It is important to know how to best protect your family in the event of a fire in your home. It only takes a few simple steps to ensure your family stays safe:
- Make sure that your smoke alarm system is in working order.
You should test all of your smoke alarms every month by simply pressing the test button. Smoke alarms should be replaced every 10 years. The National Fire Protection Association (NFPA) recommends putting a smoke alarm inside each bedroom and outside each sleeping area, as well as installing alarms on every floor of your home, including the basement.
- Devise an escape plan and practice it.
Every family needs to have a fire safety action plan. The plan should include multiple ways for family members to escape the home and a designated meeting place. Make sure that every family member knows the plan by practicing it during the day and at night.

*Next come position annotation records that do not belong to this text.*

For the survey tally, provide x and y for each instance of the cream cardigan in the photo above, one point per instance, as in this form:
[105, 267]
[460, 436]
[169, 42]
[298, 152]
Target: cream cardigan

- Never go back into a burning building.
Once you have escaped, do not return to your home for other people or pets. Call the fire department after you have safely left the house.
Thanks to smoke alarms, Americans are safer than they’ve ever been. According to NFPA, deaths from home fires dropped to a new low in 2012, when the estimated home fire death toll of 2,380 was 54% lower than 5,200 in 1980.
And the design of smoke alarms continues to improve, with new innovations including wireless technology and alternate signal noises that are easier for children and seniors to hear.
Fire Sprinklers in Homes
Many state and local governments have decided to remove mandatory requirements for residential sprinklers in all new homes and to leave them as a choice for the home owner. Still, residential sprinkler advocates and other coalition groups continue to pressure officials to create mandatory fire sprinkler requirements.
If you're building a new home, your builder can arrange for the installation of sprinkler systems. But it’s important to note that installing these systems cannot guarantee anyone’s safety. And maintaining these systems, especially for home owners in cold climates, can be costly and time-consuming.
It's important for every household to have a fire safety action plan, and to have the right to choose for themselves which type of preventative device they want to use.